One of our first stops was to sit down with Sandy Keenan, Environment Editor at the New York Times, and two key reporters on the Environment Desk: Elisabeth Rosenthal and Justin Gillis. We had a long conversation about the issues of GROW and the emerging trends that we were seeing around the world.
They asked difficult questions, probed the soft spots of our research, and challenged us to back up our point of view with credible evidence. It was a good conversation, one clearly grounded in knowledge and experience with the immense and complex challenges that come with trying to feed a growing population without breaking the planet. This is not always the experience one has when talking to reporters. In fact it was utterly unique. No other outlet had this depth of knowledge actually backed up by the resources and mandate to reach a mainstream audience.
So it is with great disappointment that I read today that the “paper of record” is dismantling its environment desk, reassigning the reporters and editors to other beats. The change, they say, is not prompted by budgetary pressures but what Inside Climate News calls “the shifting interdisciplinary landscape of news reporting.”
Times managing editor for news operations told ICN that environmental stories are, “partly business, economic, national or local, among other subjects. They are more complex. We need to have people working on the different desks that can cover different parts of the story.”
That’s all well and good but it is hard to see this move as anything but an unmitigated disaster for people who care about how the challenges facing our environment impact our lives. The Times environmental coverage is heads and shoulders above what any other mainstream outlet in the US is offering. It is literally without comparison in its quality and quantity. Certainly there are good reporters outside the confines of the Times. Most other outlets have offered shrinking coverage of the political and policy decisions that impact our planet. The Times, led by its Environment Desk, has continued to push the conversation forward on a range of issues.
In theory, this tradition could continue without the benefit of a dedicated team. But color me skeptical. In my experience the issues reporters choose to pay attention to, and the lens through which they approach their coverage, is heavily shaped by the beat to which they are assigned. The title a reporter has on their business card can play a major role in determining what gets written and what does not.

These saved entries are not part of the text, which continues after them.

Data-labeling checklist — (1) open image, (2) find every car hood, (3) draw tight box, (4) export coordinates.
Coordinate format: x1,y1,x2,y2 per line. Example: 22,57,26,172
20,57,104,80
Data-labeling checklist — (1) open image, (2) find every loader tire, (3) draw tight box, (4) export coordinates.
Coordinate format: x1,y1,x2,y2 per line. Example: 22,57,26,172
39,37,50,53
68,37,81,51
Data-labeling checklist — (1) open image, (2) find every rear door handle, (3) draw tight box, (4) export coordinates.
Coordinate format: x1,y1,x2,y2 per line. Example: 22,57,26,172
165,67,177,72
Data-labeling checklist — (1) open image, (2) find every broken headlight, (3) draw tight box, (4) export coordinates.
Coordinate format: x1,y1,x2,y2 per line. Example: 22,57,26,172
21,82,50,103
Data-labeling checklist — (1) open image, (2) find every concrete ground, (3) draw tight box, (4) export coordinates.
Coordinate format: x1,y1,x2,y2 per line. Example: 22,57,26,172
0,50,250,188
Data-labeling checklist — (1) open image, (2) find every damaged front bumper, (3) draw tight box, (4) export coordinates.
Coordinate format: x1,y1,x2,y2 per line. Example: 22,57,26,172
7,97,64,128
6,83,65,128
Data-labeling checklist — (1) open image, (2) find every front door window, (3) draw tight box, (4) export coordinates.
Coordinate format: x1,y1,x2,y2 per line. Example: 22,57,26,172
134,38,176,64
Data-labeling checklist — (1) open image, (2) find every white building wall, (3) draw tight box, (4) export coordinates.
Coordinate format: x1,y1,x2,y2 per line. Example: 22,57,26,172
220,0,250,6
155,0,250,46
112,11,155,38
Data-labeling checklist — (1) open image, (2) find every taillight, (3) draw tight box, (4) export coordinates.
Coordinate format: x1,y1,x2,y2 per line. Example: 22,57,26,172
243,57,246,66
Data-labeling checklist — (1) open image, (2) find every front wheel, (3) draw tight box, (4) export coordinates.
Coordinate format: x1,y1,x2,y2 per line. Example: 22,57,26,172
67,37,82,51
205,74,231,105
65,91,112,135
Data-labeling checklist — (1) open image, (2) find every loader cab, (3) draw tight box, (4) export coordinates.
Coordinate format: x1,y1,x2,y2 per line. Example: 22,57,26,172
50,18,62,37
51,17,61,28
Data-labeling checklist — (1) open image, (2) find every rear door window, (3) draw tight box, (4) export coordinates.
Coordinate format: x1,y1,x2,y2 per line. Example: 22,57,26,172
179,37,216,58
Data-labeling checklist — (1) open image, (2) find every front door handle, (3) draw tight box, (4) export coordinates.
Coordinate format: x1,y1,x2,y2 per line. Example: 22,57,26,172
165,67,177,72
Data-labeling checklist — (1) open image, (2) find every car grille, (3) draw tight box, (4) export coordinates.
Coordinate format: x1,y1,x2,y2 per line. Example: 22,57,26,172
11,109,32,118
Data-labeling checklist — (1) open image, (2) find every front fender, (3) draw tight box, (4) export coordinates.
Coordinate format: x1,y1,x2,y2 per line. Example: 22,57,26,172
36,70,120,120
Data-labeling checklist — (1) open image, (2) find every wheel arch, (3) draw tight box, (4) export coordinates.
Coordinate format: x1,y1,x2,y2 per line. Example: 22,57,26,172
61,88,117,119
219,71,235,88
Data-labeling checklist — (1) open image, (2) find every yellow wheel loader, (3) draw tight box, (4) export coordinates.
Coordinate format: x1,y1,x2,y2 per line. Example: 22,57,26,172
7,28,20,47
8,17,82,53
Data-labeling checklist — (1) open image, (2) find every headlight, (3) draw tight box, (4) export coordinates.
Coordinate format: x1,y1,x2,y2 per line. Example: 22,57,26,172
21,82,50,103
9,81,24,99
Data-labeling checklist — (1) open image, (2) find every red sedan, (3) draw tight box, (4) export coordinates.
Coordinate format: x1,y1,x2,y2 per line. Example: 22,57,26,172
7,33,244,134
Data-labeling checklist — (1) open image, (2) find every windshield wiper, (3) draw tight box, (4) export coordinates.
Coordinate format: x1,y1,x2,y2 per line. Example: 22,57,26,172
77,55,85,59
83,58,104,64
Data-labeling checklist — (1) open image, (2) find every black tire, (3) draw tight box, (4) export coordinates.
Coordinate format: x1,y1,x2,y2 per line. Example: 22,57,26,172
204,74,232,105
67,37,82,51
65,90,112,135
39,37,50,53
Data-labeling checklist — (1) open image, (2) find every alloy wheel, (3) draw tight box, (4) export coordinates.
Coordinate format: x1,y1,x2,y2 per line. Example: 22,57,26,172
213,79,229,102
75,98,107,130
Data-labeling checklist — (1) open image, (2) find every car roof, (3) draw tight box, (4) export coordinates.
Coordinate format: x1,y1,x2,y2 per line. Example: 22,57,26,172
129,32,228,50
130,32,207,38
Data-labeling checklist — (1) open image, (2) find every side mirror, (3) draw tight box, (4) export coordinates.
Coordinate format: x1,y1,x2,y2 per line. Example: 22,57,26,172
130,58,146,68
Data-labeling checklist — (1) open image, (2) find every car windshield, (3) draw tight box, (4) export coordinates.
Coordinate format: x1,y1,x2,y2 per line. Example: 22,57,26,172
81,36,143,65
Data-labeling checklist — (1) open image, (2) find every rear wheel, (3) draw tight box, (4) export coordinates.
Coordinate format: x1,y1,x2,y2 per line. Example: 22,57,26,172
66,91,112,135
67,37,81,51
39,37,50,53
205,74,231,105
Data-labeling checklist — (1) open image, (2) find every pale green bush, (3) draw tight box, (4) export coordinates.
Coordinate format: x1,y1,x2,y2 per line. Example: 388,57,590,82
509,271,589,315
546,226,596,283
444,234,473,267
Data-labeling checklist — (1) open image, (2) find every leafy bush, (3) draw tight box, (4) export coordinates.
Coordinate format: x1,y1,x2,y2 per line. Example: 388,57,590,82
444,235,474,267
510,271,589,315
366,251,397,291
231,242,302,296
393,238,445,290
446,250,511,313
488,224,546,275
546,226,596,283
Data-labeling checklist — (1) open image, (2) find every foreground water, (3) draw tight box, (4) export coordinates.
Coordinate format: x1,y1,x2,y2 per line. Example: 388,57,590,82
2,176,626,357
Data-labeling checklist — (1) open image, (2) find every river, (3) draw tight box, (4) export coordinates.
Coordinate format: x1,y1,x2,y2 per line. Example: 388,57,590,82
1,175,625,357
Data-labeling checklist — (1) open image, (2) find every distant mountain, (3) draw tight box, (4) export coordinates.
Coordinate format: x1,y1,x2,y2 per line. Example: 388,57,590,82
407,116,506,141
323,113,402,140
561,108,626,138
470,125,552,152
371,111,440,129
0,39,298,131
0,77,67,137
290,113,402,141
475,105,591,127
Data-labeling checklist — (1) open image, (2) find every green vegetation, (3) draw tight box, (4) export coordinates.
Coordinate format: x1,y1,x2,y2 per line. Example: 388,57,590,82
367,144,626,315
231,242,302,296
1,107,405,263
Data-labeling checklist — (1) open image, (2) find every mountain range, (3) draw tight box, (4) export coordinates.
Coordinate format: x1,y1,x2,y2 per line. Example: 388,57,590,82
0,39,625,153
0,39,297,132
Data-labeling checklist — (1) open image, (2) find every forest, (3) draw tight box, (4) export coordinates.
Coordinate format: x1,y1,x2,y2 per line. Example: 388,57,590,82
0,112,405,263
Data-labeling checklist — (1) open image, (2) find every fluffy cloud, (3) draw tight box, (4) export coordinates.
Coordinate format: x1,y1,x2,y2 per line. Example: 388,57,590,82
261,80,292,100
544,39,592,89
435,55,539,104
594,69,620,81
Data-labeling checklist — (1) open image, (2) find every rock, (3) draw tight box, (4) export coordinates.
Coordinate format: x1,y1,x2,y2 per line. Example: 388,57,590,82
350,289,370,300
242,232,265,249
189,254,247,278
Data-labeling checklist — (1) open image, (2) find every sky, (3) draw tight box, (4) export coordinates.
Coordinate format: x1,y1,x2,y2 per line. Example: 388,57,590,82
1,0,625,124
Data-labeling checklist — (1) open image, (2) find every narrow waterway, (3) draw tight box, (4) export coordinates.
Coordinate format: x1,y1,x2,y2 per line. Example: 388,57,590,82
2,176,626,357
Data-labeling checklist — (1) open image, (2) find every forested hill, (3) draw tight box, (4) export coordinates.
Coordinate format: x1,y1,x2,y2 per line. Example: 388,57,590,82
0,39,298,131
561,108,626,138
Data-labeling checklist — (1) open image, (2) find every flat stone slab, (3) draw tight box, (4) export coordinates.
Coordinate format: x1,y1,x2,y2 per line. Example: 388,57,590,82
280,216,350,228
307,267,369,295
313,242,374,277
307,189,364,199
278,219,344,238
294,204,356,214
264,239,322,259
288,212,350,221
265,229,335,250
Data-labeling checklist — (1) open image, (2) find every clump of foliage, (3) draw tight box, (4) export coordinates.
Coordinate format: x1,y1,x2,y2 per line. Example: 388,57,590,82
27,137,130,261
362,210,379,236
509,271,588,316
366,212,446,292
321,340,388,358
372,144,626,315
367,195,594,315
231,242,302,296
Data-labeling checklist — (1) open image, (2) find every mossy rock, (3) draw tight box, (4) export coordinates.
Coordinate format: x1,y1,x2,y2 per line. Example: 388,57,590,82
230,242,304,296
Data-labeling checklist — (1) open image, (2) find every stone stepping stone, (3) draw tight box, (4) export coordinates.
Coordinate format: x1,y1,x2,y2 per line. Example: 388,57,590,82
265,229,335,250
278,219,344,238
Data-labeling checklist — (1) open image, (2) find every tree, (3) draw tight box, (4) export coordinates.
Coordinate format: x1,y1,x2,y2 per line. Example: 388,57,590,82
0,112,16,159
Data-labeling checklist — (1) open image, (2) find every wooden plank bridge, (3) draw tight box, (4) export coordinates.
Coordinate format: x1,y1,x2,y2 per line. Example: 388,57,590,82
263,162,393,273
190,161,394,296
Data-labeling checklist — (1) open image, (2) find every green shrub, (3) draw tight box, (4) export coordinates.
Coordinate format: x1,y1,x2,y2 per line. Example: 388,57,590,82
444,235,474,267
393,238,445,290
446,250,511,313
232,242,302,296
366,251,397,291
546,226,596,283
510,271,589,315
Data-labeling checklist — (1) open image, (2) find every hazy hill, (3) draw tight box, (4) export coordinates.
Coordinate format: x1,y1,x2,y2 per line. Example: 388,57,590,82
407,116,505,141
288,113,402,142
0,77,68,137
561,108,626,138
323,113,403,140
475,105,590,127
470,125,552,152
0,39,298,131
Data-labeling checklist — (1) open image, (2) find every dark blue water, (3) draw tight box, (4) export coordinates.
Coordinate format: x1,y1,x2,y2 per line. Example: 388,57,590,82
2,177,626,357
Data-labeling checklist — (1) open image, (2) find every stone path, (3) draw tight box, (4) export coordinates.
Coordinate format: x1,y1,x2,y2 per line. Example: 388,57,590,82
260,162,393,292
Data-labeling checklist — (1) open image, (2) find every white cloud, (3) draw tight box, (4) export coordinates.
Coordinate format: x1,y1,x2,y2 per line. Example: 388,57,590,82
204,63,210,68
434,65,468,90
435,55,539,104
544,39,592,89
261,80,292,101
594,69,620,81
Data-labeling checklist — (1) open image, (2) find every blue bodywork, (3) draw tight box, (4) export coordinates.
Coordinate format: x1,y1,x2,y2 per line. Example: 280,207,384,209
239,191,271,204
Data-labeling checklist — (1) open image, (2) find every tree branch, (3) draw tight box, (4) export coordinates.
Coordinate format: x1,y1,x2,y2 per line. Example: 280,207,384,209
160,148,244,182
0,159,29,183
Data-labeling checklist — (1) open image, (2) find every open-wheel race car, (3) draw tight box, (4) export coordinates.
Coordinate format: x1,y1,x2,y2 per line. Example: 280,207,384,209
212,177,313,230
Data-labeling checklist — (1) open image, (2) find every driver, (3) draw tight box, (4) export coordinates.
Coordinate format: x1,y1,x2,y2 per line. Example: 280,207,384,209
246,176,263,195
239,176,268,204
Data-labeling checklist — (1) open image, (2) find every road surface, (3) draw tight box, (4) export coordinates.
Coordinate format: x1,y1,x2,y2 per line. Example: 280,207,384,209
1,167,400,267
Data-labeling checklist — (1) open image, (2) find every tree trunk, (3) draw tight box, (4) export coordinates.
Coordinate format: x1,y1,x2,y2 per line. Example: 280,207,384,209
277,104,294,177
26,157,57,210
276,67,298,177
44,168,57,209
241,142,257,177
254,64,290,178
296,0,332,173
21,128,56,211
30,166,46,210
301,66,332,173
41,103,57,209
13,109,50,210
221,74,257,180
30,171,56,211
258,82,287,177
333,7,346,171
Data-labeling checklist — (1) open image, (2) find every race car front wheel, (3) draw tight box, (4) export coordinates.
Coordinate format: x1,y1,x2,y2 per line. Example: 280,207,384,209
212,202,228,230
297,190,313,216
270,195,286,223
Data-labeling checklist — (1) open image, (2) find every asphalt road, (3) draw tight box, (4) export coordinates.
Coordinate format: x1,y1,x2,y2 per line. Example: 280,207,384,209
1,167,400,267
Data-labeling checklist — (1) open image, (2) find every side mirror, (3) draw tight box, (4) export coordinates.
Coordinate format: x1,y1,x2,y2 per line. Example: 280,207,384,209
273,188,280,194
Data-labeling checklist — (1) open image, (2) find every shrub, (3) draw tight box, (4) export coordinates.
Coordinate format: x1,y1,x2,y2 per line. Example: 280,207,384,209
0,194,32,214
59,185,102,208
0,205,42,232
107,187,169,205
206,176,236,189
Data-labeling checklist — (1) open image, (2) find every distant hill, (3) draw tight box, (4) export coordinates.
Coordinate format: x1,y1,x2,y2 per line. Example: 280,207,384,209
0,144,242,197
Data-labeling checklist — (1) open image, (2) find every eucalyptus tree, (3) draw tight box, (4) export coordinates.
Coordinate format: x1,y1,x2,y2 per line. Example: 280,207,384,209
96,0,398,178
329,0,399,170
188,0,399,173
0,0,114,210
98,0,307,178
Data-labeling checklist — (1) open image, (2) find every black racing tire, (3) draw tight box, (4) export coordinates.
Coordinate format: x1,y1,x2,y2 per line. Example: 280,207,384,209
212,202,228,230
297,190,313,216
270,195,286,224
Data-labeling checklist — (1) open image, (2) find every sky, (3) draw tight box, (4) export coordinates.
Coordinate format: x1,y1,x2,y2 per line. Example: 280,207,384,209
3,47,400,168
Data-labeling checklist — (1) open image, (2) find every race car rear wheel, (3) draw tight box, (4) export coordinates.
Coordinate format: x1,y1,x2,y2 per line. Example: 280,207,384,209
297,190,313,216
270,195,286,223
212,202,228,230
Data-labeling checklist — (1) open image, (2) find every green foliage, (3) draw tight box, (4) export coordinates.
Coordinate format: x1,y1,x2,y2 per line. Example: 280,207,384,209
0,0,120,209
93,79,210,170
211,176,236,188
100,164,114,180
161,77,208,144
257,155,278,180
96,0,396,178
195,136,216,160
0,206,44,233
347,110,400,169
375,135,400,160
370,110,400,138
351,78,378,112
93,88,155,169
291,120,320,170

It is certainly true that environmental issues are business issues. They’re national political issues. They’re local issues. But try getting a national political reporter to write a nuanced and thoroughly reported article about the threat climate change is posing to food systems. Try getting a business reporter to write about the ways in which American and European biofuels policies are influencing the ability of poor Guatemalans to get enough to eat. I wish you good luck.
The Times has been a leader in environmental coverage because it has shown a commitment to covering the issue via the Environment Desk. We can only hope that the desk’s closure does not turn out as bad as it seems for environmental coverage.